With autoethnography I’m with Ellis and am not so concerned with ‘truth’ more with stories that impact emotionally upon the reader and stimulate empathy compassion. ‘Evocative’ autoethnography if you will to my mind has as much value – if not potentially more than ‘Analytical’ strands. I get different things from both. We are tasked in the nursing-education world, courtesy of the Francis report and our CNO, via the 6C’s, with imbuing nursing with requisite care and compassion – (amongst other empirically opaque ‘C’s’) and are forced to leave aside the political injustice of the government’s reduction of the myriad of recommendations to holding our profession accountable for these failings as we do so. I would argue that these, along with the Courage C, are sound reasons to promote the autoethnographic movement within mental health nursing in particular, and nursing in general.

In applying a connectionist approach I’m seeking to undermine the ‘psychological truth’ of psychological models by exposing what I consider to be the shaky foundations they rest on.
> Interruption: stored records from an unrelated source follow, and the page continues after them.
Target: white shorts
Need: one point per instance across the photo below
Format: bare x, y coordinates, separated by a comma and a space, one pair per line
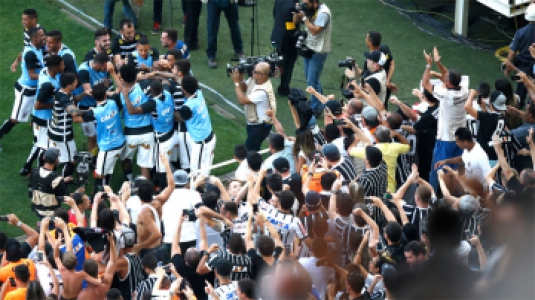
23, 103
89, 129
202, 156
106, 161
67, 150
40, 134
144, 143
165, 148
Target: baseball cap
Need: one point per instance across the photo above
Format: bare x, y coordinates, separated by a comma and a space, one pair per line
223, 267
181, 177
498, 100
281, 164
51, 154
312, 199
330, 151
468, 204
376, 56
334, 107
369, 113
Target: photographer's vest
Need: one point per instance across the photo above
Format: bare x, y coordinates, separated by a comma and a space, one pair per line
381, 77
321, 42
250, 109
44, 201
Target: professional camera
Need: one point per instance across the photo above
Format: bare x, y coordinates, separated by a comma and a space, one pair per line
82, 171
247, 64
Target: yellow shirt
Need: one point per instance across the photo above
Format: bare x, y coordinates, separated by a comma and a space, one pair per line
391, 152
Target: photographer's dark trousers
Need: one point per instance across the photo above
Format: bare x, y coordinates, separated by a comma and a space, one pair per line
256, 134
192, 11
214, 15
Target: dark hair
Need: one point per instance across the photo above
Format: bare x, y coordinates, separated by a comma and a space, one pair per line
235, 243
22, 272
101, 32
327, 179
463, 134
394, 231
53, 61
99, 91
394, 120
375, 38
128, 73
254, 160
190, 84
30, 12
143, 41
286, 200
416, 247
183, 65
344, 204
274, 182
156, 88
172, 34
55, 34
149, 261
67, 79
126, 22
265, 245
374, 156
247, 286
240, 151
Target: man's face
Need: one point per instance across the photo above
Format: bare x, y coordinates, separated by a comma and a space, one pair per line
128, 33
143, 50
52, 44
103, 42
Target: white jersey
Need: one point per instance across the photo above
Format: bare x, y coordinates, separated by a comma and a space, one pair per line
451, 114
287, 225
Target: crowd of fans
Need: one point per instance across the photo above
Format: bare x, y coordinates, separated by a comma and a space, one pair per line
431, 201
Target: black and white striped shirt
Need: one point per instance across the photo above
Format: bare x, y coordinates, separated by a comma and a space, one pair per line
346, 169
242, 266
60, 127
375, 180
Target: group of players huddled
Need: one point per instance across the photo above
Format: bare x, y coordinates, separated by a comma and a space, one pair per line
126, 96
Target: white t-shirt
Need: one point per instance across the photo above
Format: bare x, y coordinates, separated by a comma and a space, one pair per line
451, 114
172, 210
476, 163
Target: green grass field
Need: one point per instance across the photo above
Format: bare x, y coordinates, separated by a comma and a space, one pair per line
352, 19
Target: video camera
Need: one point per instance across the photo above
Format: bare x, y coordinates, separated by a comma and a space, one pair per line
247, 64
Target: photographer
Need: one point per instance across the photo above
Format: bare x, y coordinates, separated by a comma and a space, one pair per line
317, 20
258, 98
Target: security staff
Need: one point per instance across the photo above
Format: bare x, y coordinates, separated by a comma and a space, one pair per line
161, 107
47, 185
110, 136
259, 98
284, 36
25, 87
195, 114
48, 84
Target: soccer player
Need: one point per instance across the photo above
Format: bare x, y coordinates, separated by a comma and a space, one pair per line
55, 45
138, 128
144, 58
25, 87
48, 84
102, 44
29, 21
161, 107
110, 136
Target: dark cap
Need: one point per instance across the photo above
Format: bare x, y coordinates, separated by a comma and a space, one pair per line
13, 250
223, 267
281, 164
334, 107
312, 199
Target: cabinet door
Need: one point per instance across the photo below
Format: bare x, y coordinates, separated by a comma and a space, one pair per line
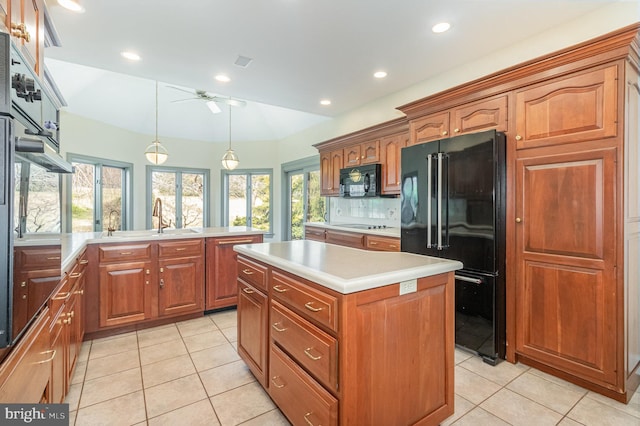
566, 293
352, 156
390, 156
181, 285
252, 329
222, 274
125, 293
573, 109
429, 128
478, 116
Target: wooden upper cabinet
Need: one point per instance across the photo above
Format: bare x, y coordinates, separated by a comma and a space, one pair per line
390, 148
573, 109
429, 128
330, 164
478, 116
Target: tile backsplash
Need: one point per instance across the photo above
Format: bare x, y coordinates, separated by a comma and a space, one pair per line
367, 211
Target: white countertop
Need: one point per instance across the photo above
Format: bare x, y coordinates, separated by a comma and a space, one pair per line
343, 269
386, 232
74, 243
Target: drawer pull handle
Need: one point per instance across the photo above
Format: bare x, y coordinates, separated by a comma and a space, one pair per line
308, 353
309, 305
225, 243
53, 355
278, 329
61, 296
307, 420
279, 386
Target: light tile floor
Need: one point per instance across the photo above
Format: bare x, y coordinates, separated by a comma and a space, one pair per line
189, 373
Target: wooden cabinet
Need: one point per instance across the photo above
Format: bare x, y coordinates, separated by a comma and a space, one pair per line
316, 336
330, 164
24, 374
390, 156
571, 109
26, 22
181, 277
365, 153
222, 276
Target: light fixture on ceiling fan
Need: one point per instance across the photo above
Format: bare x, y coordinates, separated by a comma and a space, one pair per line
210, 100
72, 5
156, 153
230, 160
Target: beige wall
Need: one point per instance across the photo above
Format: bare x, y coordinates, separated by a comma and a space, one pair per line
87, 137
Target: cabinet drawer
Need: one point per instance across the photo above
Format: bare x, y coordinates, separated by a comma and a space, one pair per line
252, 272
312, 348
318, 307
118, 253
181, 248
382, 243
300, 398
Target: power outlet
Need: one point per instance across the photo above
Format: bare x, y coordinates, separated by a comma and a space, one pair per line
410, 286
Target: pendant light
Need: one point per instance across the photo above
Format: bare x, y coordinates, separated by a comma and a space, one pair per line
230, 159
156, 153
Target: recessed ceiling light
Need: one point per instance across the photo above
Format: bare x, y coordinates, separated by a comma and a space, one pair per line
72, 5
132, 56
441, 27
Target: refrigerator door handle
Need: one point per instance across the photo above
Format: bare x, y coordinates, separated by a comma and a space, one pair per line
429, 206
469, 280
439, 203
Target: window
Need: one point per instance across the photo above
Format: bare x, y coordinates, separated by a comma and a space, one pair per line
303, 202
37, 193
247, 199
184, 196
100, 195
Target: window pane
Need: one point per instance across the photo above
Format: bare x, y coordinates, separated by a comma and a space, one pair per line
163, 186
43, 204
260, 202
192, 200
315, 202
296, 201
83, 198
237, 200
112, 181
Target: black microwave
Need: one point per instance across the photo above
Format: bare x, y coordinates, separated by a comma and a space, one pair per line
360, 181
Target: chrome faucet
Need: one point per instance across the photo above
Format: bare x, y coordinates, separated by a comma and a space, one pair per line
157, 212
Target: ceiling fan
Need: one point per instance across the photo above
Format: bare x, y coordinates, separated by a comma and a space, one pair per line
212, 101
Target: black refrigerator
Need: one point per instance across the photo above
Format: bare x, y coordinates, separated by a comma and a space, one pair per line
453, 206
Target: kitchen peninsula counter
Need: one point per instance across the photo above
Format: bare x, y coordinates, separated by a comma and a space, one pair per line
341, 336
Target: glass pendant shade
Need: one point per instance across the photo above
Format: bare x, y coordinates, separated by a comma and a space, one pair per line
230, 160
156, 153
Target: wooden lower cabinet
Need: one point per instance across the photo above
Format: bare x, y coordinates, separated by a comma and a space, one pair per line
349, 358
221, 279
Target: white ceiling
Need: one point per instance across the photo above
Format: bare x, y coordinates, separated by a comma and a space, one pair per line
302, 50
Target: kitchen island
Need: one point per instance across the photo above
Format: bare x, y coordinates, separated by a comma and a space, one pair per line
338, 335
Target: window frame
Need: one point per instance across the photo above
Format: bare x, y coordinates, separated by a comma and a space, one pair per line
224, 179
304, 166
178, 171
126, 219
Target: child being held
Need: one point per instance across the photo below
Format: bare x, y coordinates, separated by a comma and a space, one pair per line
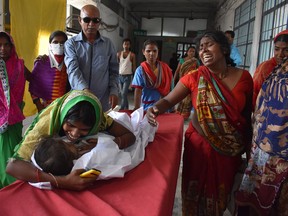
55, 156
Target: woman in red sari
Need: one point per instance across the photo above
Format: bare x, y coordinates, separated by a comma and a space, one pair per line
12, 84
220, 129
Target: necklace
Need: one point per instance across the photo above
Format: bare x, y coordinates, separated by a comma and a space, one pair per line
223, 75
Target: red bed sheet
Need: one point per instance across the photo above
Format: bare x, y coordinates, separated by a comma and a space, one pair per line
149, 189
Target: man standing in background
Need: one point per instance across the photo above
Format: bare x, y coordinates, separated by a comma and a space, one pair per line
127, 65
234, 54
91, 60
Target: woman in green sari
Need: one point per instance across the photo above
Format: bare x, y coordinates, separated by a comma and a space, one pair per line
73, 116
Geoff Hinton’s talk I linked you to is a classic example – he seriously talks about models of brain state and models of mental state. They are linked but not the same. As I’ve expressed before elsewhere in various talks about more philosophical-existential aspects of mind, based on my understanding and previous work on connectionist theory and models I see the mind as a ‘virtual machine’ or ‘extra-dimensional property’ – they are inherently hypothetical. Minds themselves and the associated language labels – beliefs, thoughts etc employed in cognitive and clinical psychology are a construct. I may behave and have experiences that can be described as ‘having a belief’ and that is a convenient way of talking about that experience and associated behaviour, but I’m quite convinced that what ‘really’ underlies this is nothing like either the folk-psychological account of mind and mental behaviour nor the clinical psychological version – they are both kinds of approximation. This is evident to me from how classical-AI systems can be built out of sub-symbolic AI systems. The former has rules, categorical labels and so forth much like a lingua franca of the mind. The latter is the machinery underneath that scaffolds all this and has no clue or interest in the above.  Thus I would argue that connectionist approaches are potentially quite liberating for this reason, and that it allows us to hold these folk-psychological, cognitive-psychological and clinical psychological models lightly as mere approximations, not by necessity truth.